Функционирует при финансовой поддержке Министерства цифрового развития, связи и массовых коммуникаций Российской Федерации

Булгаков и колдуны

Сергей (Серго) Евгеньевич Акчурин родился в 1952 году в Москве. Окончил Высшие литературные кур­сы при Литературном институте имени А.М. Горь­кого. Первые рассказы опубликовал в 26 лет в журнале «Литературная учеба» с предисловием Юрия Трифонова. Написал сценарии для двух филь­мов: «Все могло быть иначе» и «Диссидент». Автор книг «Воздушный человек» (1989), «Повести» (2000), «Ма-Джонг» (2014), романа «Божествен­ное стадо» (2018). Печатался в жур­на­лах, коллективных сборниках. Лауреат различных конкурсов. Член Союза писателей России. Живет в Москве.

К 50-летию первой публикации
«Мастера и Маргариты»
в журнале «Москва»


1

Степень «заражения» человека теми или иными книгами бывает разная, формы, кажется, неисчерпаемы.
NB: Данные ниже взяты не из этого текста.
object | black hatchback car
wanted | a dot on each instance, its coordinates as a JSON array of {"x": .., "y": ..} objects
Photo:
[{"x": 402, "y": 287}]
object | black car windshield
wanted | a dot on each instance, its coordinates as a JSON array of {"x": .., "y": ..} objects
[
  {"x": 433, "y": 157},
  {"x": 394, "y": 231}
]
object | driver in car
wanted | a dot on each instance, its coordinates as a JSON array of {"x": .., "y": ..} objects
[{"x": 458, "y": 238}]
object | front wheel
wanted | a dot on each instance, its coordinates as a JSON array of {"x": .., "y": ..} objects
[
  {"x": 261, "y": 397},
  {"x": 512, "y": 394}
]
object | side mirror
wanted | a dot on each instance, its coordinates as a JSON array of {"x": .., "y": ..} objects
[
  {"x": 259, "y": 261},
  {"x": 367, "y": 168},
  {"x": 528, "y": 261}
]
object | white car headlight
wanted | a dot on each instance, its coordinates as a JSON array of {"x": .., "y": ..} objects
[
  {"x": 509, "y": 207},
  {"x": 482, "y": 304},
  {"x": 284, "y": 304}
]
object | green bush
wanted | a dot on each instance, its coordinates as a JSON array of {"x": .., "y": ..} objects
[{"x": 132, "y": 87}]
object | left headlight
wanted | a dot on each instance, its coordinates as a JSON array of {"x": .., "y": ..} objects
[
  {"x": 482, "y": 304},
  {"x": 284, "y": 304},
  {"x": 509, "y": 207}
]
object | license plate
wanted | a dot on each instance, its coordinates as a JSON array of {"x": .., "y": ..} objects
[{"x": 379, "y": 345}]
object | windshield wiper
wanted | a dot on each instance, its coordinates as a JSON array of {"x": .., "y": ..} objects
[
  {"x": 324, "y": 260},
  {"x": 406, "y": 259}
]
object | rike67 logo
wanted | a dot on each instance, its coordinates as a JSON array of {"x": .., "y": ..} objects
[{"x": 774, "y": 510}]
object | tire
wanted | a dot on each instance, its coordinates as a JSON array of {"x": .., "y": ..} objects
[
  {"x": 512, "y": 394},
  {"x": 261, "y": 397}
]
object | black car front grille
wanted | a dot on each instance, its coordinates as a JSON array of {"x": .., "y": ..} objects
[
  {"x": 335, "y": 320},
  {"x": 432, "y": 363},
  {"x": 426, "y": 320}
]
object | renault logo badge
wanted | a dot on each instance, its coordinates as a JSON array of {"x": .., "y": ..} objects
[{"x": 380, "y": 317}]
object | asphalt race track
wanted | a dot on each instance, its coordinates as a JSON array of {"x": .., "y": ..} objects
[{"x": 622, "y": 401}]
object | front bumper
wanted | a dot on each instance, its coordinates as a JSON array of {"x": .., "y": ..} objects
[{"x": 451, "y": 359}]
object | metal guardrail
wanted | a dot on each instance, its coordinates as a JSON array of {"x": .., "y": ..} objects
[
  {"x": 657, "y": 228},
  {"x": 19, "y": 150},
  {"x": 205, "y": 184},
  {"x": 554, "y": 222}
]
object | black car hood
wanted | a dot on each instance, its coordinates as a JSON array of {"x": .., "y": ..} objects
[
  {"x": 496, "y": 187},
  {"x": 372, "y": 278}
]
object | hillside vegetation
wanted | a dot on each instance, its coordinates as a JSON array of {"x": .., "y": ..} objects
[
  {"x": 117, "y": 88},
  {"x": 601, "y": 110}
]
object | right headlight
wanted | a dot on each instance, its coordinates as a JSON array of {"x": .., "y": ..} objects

А может быть, это что-то совсем другое... Вот пример из жизни.

Михаил Владимирович Булгаков, врач, москвич в нескольких поколениях, считал известного писателя Михаила Афанасьевича Булгакова своим однофамильцем. И никак не наоборот.
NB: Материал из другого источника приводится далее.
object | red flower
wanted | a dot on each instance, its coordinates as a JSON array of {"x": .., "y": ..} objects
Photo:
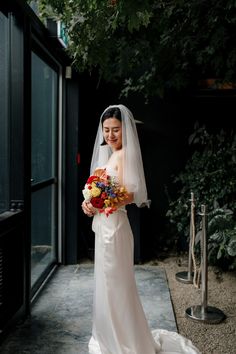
[
  {"x": 104, "y": 195},
  {"x": 91, "y": 179},
  {"x": 97, "y": 202}
]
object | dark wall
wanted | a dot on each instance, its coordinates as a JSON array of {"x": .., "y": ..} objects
[{"x": 164, "y": 143}]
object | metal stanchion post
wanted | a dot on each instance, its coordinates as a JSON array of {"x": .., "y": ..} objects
[
  {"x": 187, "y": 277},
  {"x": 203, "y": 312}
]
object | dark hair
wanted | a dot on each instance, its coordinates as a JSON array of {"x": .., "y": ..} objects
[{"x": 113, "y": 112}]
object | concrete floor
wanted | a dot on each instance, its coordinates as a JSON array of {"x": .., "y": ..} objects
[{"x": 61, "y": 319}]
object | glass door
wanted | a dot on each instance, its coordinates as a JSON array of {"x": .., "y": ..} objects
[{"x": 44, "y": 154}]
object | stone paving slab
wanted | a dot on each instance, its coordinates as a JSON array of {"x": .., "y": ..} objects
[{"x": 61, "y": 319}]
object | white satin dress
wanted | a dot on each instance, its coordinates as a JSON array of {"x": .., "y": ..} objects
[{"x": 119, "y": 322}]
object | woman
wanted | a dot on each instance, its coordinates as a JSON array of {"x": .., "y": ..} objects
[{"x": 119, "y": 322}]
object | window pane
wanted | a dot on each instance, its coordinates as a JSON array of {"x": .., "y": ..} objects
[
  {"x": 44, "y": 105},
  {"x": 43, "y": 231},
  {"x": 4, "y": 115}
]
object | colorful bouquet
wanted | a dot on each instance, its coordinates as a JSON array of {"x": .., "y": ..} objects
[{"x": 104, "y": 192}]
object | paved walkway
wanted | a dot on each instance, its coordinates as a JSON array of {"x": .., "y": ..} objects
[{"x": 61, "y": 319}]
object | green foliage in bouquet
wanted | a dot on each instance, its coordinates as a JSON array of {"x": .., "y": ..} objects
[{"x": 210, "y": 174}]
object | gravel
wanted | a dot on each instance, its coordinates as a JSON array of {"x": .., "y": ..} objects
[{"x": 217, "y": 338}]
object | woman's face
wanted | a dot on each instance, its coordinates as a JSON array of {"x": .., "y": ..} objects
[{"x": 112, "y": 132}]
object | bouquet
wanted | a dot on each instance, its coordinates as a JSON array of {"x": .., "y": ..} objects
[{"x": 104, "y": 192}]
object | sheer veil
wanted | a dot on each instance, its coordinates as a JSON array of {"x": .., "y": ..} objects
[{"x": 133, "y": 173}]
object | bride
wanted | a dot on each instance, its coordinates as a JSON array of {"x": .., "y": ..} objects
[{"x": 119, "y": 322}]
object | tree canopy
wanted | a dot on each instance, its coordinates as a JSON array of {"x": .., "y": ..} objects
[{"x": 150, "y": 46}]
Как и у каждого человека, у Михаила Владимировича была своя теория жизни, времени и пространства, и, согласно своему взгляду на мир, Михаил Владимирович полагал, что писатель, Михаил Афанасьевич, — непонятно кто, но с его фамилией, по роковой случайности, родился и прожил жизнь раньше него самого, а сам он, как видимо, несколько запоздал. Почему так произошло — загадка, разгадывать которую Михаил Владимирович, собственно, и не собирался.
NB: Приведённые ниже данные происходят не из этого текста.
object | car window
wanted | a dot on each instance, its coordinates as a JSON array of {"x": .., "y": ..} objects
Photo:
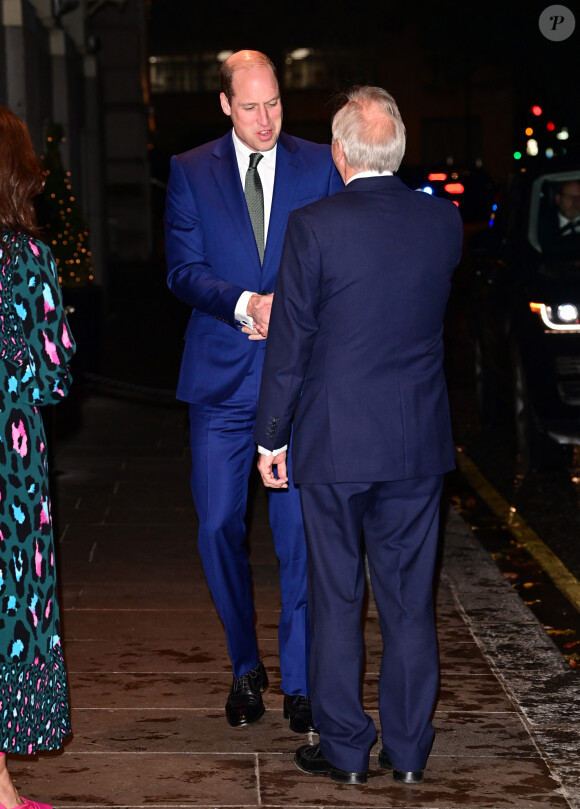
[{"x": 554, "y": 218}]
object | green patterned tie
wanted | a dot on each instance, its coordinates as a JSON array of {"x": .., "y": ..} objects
[{"x": 255, "y": 200}]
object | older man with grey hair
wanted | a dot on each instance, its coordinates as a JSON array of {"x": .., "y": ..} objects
[{"x": 355, "y": 361}]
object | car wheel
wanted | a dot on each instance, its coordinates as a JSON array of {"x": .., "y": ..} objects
[
  {"x": 536, "y": 450},
  {"x": 485, "y": 394},
  {"x": 526, "y": 432}
]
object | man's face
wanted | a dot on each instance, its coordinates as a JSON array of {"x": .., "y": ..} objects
[
  {"x": 255, "y": 110},
  {"x": 568, "y": 200}
]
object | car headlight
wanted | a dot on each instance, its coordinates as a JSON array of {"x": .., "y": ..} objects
[{"x": 564, "y": 317}]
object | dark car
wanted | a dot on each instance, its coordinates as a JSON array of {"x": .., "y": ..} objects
[{"x": 525, "y": 312}]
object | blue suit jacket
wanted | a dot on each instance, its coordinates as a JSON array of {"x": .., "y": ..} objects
[
  {"x": 212, "y": 255},
  {"x": 355, "y": 345}
]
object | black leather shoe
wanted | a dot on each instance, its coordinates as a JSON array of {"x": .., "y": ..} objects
[
  {"x": 309, "y": 758},
  {"x": 297, "y": 708},
  {"x": 244, "y": 704},
  {"x": 402, "y": 776}
]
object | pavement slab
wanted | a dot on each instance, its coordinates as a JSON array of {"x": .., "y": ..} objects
[{"x": 149, "y": 672}]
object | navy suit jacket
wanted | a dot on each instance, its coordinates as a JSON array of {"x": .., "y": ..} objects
[
  {"x": 355, "y": 345},
  {"x": 212, "y": 255}
]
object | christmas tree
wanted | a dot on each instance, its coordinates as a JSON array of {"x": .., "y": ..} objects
[{"x": 60, "y": 218}]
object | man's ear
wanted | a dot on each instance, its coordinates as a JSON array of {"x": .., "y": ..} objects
[{"x": 225, "y": 104}]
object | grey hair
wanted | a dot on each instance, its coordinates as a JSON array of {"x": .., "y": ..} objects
[{"x": 371, "y": 129}]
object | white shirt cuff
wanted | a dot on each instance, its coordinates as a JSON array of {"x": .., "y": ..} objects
[
  {"x": 264, "y": 451},
  {"x": 240, "y": 312}
]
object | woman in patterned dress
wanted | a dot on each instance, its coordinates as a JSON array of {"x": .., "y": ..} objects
[{"x": 35, "y": 348}]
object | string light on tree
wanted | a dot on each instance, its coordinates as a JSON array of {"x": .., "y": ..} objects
[{"x": 62, "y": 221}]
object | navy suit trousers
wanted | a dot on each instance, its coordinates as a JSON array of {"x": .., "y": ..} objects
[
  {"x": 223, "y": 452},
  {"x": 400, "y": 523}
]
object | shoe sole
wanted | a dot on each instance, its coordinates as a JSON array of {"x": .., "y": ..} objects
[{"x": 246, "y": 722}]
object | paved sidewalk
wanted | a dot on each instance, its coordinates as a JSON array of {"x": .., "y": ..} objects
[{"x": 149, "y": 671}]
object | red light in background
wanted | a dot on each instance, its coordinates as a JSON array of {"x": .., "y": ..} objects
[{"x": 454, "y": 188}]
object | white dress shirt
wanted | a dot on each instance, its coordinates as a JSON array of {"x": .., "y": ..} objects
[{"x": 267, "y": 173}]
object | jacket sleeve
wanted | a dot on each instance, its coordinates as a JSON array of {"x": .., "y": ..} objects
[
  {"x": 189, "y": 275},
  {"x": 292, "y": 331}
]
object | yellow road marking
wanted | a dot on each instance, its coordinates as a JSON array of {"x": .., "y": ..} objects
[{"x": 556, "y": 570}]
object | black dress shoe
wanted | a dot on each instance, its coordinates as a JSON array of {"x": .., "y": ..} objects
[
  {"x": 244, "y": 704},
  {"x": 402, "y": 776},
  {"x": 298, "y": 709},
  {"x": 309, "y": 758}
]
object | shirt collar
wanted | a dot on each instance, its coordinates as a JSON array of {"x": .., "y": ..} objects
[
  {"x": 368, "y": 173},
  {"x": 243, "y": 152}
]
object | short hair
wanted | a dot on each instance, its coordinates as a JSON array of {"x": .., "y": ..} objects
[
  {"x": 237, "y": 61},
  {"x": 21, "y": 175},
  {"x": 371, "y": 129}
]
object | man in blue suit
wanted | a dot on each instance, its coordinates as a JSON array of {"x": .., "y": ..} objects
[
  {"x": 355, "y": 357},
  {"x": 226, "y": 213}
]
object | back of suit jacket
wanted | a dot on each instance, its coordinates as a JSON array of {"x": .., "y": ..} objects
[
  {"x": 356, "y": 337},
  {"x": 212, "y": 255}
]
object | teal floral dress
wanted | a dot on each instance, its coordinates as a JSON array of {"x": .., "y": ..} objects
[{"x": 35, "y": 349}]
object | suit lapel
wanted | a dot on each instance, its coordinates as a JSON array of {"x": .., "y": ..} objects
[
  {"x": 288, "y": 173},
  {"x": 226, "y": 174}
]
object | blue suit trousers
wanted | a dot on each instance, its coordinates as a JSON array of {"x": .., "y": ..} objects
[{"x": 400, "y": 523}]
Взявшись однажды и разом проглотив все написанное Михаилом Афанасьевичем, Михаил Владимирович с непонятной, ноющей скукой в душе даже не понял, но обнаружил, что все эти тексты написал он, Михаил Владимирович Булгаков. То есть не совсем он, а родившийся раньше он. Как-то вроде того. Уверенность эта исходила из очевидной вещи: все сочинения известного писателя он прочитал как свои, ничего нового не узнал, только старое и известное, мало того, как на ладони увидел все погрешности, ошибки и натяжки, выдумки, удачи и трудно дающиеся сведения концов с концами. К тому же он почувствовал глубокую усталость от прочитанного, как если бы через много лет стал перечитывать то, над чем работал долго, упорно, скрупулезно и самоотверженно, но много-много времени назад. Все тексты как будто уже были у него в голове, и он только освежил память, вспомнив некоторые нюансы, упущенные с годами.

«Н-да, неплохо тут получилось... — шептал Михаил Владимирович, перелистывая страницы и водя пальцем по знакомым фразам. — А вот здесь так и не удалось... Банально... Эх, надо было бы внести исправления... Несостыковка... Поверят не поверят?.. А, Бог с ним, главное — читается, а дураки все равно не поймут!.. Да-а, — задумчиво и несколько самодовольно произносил Михаил Владимирович, захлопывая толстую книгу, — а что, порядочную слил пулю!..»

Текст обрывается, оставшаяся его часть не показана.